1. The NHS fight against the virus. The NHS is currently using circa 1 billion pieces per month of ‘single use plastic’ for gowns, masks, visors, gloves, shoe coverings, etc. No doubt the Royal Hospital is using its share and welcomes its weekly supplies. The Government has just placed an order for 28 billion more PPE items as demand Worldwide continues to grow.


2. Pharmaceuticals. In the UK, some 30 million people per day take tablets, add to this the millions of creams, salves, ointments and medicines, all of which come in ‘single use plastic’. These figures give just some appreciation of how much our sick and elderly rely on the safe storage and portion control of single use plastic for their medication.


3. Food Waste. Food waste is estimated to be the World's third highest contributor to global warming. China and USA being numbers 1 & 2. This is due to methane gas emissions which are 10 x more toxic than CO2 in our atmosphere. Underdeveloped nations waste up to 50% of all food produced as it is not packed due to lack of packaging in handling, storage and distribution. The UK food lost is below 10% in manufacture, distribution, storage and sale, this difference is primarily due to Single Use Plastic packaging of virtually all our perishable food. One good example is the shelf life of a cut cucumber. Unwrapped, this is 3 days, plastic wrapped it is 14 days.


4. Saving the Earth’s resources / reducing global warming. Multiple international life cycle analysis (LCA) confirm that plastic uses less of the Earth's resources and generates less CO2 emissions in manufacture than any of the alternative materials, be they paper, board, glass or tin. One example is the 2019 report from European Institute of Environmental Research which concluded that a reduction of 22 million TPA pf CO2 emissions could be achieved if these other materials currently used for packaging were all replaced by plastic.


5. Finally, all plastic is 100% recyclable, either mechanically or chemically. In the UK, we simply don’t bother to collect and separate it for recycling and reuse. With regard to plastic pollution in the oceans, the UK contributes just 0.02% of waste plastic in the oceans, this is mostly discarded fishing gear and plastic refuse thrown from boats.


The Plastics Industry, in 2019, paid £280 million for collection and recycling of waste plastic, however, the Environment Agency does not check how this money is invested and simply allows the plastic waste to be exported.”


Barry’s points remind us that no environmental action or change is straightforward, and the complexities at play in reducing the use of plastics cannot be achieved by ‘One Man’s War on Plastics’.


We all have a responsibility for reducing ‘single use, unnecessary plastics where they are not saving lives or reducing food waste – by saying ‘no plastic’ where we can, we can all have an impact.


We can re-use the plastic we do have, I would never advocate throwing away good strong plastic containers as a way to go plastic free, that would be counter intuitive.
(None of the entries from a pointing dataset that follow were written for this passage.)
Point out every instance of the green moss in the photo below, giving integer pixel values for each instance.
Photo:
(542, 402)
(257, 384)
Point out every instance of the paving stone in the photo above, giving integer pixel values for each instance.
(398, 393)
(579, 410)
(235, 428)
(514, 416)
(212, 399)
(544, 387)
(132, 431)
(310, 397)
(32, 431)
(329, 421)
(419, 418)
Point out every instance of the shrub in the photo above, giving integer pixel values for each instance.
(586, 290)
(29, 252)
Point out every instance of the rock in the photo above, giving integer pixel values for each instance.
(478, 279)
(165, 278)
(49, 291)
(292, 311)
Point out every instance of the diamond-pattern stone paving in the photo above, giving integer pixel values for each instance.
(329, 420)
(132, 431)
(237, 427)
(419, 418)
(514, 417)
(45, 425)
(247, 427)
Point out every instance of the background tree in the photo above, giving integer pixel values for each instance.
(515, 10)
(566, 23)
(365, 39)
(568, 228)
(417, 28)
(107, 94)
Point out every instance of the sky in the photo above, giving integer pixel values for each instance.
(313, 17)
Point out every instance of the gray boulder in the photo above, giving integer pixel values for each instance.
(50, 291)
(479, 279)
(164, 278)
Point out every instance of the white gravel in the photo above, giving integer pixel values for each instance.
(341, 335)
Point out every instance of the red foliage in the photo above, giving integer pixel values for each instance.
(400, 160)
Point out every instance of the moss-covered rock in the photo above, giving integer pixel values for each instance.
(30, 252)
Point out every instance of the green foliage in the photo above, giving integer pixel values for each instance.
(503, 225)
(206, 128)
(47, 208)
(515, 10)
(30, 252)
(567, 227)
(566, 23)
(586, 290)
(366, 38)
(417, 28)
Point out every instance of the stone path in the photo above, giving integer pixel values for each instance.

I would love to see better recycling and reuse, and for more people to dispose of plastics responsibly, I’ll continue to do what I can but I’m just one small cog of a very large machine.


For now, I’m going to agree with both Barry and Greg – I’ll appreciate that plastic has some very positive applications and I’m going to continue to reduce my personal use where I can.

I’ll leave it with you to form your own opinion.